I have thousands of records to process using spring-batch and it takes too much time for our business requirement. The logic is simply to read a CSV file record by record and do the processing.
I want to parallelise the step execution to speed up batch processing. I think the best choice would be to partition the step and execute let's say 1-100 records in one thread, 101-200 in another and so on. But instead, every thread processes all of the records.
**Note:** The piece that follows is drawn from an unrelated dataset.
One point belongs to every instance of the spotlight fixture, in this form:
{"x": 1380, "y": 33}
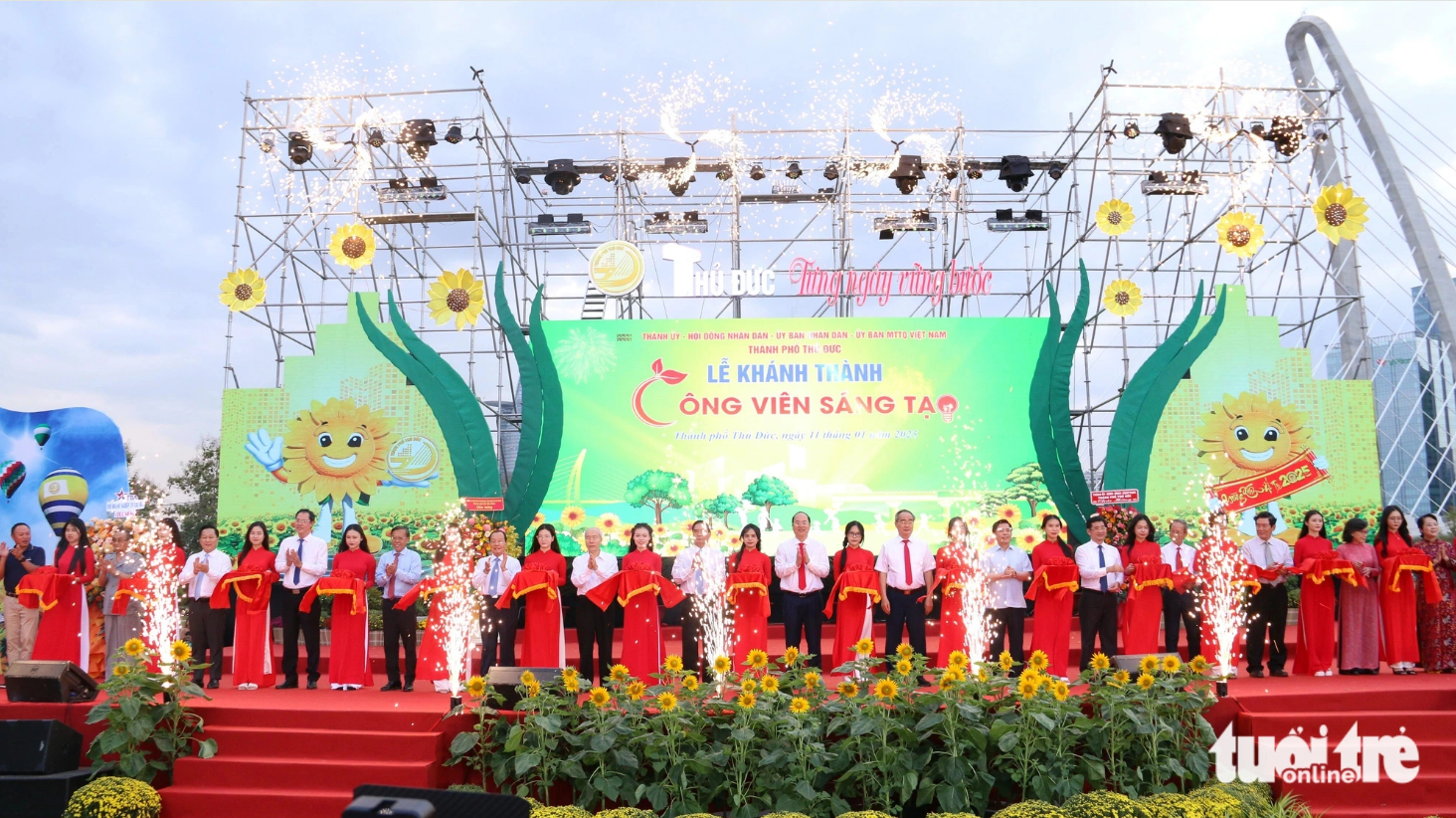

The same happens in this very simple example:
- 10 rows in CSV file
- 5 threads
- Each should process 2 records
- Instead each processes 10 records
@Configuration
@RequiredArgsConstructor
public class JobConfig {
private final JobBuilderFactory jobBuilderFactory;
private final StepBuilderFactory stepBuilderFactory;
@Value("classpath:employees.csv")
private Resource resourceFile;
@Bean("MyJob1")
public Job createJob() {
return jobBuilderFactory.get("my job 1")
.incrementer(new RunIdIncrementer())
.start(step())
.build();
}
@Bean("MyStep1")
public Step step() {
return stepBuilderFactory.get("my step 1")
.partitioner("my step 1", new SimplePartitioner())
.partitionHandler(partitionHandler())
.build();
}
@Bean("slaveStep")
public Step slaveStep() {
return stepBuilderFactory.get("read csv stream")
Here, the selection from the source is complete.